Und ehe ich mich versehe, wenden wir uns einander zu und stürzen uns zeitgleich nach vorne. Unsanft stoßen unsere Nasen aneinander, dann unsere Lippen. Alexanders Hände krallen sich in den Ausschnitt meines Shirts und halten mich so ganz nah vor seinem Körper gefangen. Eine ganze Weile sitzen wir so da, die Lippen still aufeinander gepresst. Es ist ein Kuss unter Freunden, und dann irgendwie auch nicht. Und dennoch reicht es aus, damit mein Herz riesengroß anschwillt, so sehr, dass ich es zeitgleich gegen meine Rippen und meinen Kehlkopf und in meinem kleinen Zeh pochen spüre. Mein ganzer Körper scheint zu beben von den heftigen Stößen, mit denen es das Blut durch ihn hindurch jagt.
Kühle Luft ersetzt für einen Moment Alexanders Lippen, ich öffne irritiert die Augen. Überlegt er es sich anders? Das kann er nicht, nicht jetzt!

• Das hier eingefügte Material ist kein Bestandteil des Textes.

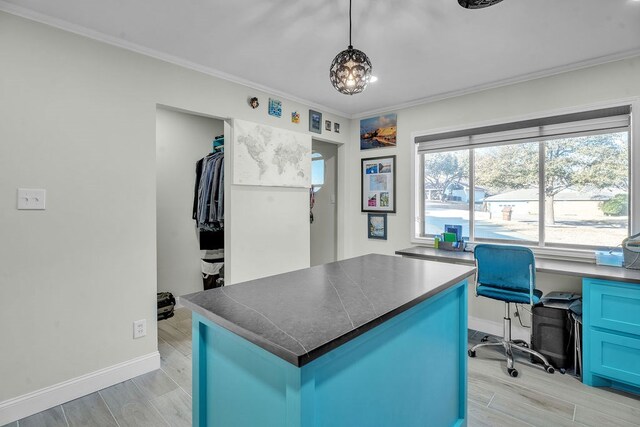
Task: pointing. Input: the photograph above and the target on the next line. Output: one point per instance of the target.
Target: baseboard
(496, 328)
(31, 403)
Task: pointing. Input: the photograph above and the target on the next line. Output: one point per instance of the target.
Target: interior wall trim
(500, 83)
(31, 403)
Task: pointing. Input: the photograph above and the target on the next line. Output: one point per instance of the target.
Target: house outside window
(564, 183)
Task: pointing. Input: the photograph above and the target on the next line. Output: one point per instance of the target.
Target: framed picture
(378, 132)
(275, 107)
(377, 226)
(315, 121)
(379, 184)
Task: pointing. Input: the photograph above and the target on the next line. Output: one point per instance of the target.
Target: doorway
(324, 181)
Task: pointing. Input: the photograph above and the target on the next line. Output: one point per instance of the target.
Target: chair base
(509, 345)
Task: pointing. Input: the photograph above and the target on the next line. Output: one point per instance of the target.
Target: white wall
(78, 117)
(181, 140)
(599, 84)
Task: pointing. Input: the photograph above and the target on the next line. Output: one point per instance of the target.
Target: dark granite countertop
(301, 315)
(570, 268)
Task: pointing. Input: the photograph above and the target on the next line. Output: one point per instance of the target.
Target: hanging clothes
(208, 202)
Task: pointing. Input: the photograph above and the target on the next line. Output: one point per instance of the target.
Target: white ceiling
(420, 49)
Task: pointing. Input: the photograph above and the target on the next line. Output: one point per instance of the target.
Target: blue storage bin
(614, 259)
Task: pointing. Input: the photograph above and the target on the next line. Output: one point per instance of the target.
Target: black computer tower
(551, 335)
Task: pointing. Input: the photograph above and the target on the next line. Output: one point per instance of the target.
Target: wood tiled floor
(535, 398)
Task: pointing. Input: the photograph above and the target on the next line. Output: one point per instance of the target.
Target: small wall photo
(378, 132)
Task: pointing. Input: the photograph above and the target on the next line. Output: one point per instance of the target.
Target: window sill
(586, 256)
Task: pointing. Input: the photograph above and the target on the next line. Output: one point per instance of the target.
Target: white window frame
(561, 253)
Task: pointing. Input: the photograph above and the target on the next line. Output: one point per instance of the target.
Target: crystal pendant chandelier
(350, 71)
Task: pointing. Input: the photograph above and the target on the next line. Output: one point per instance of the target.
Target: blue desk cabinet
(408, 371)
(611, 334)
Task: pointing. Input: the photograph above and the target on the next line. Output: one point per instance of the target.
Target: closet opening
(189, 212)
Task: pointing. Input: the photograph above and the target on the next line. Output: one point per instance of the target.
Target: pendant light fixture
(477, 4)
(350, 71)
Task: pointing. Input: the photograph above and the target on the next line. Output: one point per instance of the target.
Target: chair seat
(507, 295)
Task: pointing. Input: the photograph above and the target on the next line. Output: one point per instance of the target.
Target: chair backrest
(505, 266)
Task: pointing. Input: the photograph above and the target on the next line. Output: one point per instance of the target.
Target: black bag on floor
(166, 303)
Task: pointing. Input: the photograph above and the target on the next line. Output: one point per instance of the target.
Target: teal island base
(408, 371)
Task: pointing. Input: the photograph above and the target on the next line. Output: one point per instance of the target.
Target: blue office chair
(507, 273)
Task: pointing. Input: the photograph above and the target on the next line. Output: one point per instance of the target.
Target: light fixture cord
(350, 23)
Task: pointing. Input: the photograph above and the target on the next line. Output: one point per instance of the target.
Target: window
(317, 171)
(564, 182)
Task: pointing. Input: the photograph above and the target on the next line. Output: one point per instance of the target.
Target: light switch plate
(31, 198)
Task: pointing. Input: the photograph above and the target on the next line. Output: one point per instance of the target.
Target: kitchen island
(369, 341)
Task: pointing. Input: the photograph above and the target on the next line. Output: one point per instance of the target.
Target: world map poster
(268, 156)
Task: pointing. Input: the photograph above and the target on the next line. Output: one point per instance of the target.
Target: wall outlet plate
(139, 328)
(31, 198)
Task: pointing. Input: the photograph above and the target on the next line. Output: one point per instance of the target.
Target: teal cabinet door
(611, 334)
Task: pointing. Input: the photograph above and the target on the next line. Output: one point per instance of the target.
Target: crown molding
(504, 82)
(134, 47)
(114, 41)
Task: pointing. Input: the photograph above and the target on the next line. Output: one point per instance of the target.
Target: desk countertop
(571, 268)
(301, 315)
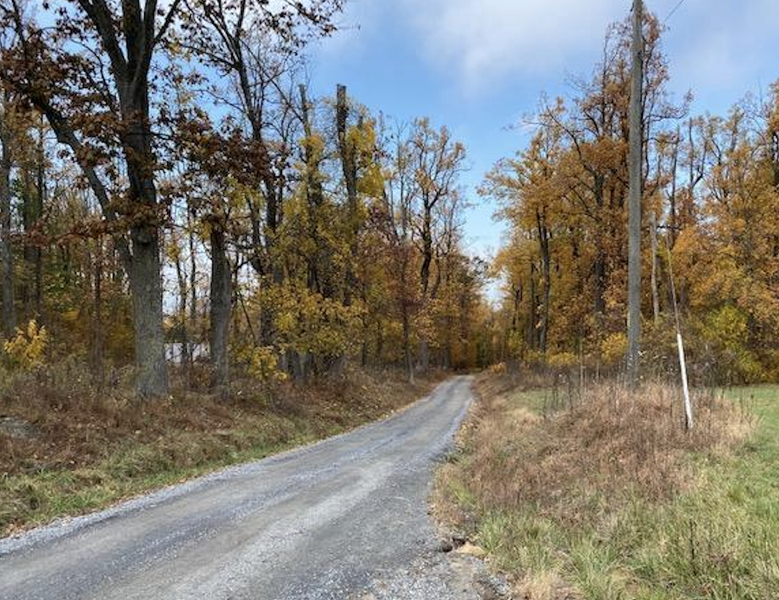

Bevor er etwas sagen kann, fahre ich mit meiner Hand in seinen Nacken und ziehe ihn zurück zu mir. Diesmal wissen meine Lippen, was sie wollen, ertasten seine mit festem Druck. Ich habe es eilig, will ihm in so kurzer Zeit wie möglich beweisen, dass er jetzt lieber nicht zurückrudern möchte. Ich fahre in die Haare in seinem Nacken und darin aufwärts. Wüst kitzeln sie meine Handfläche, bis ich registriere, wie Alexander endlich reagiert. Auch er umfasst meinen Körper, zieht mich an der Taille an sich, bis unsere Oberkörper sich berühren. Er öffnet seinen Mund an meinem und atmet mir heiß entgegen.
Und dann schafft er es plötzlich doch, sich meinem klammernden Griff zu entwinden. „Magnus!", japst er. „Warte!"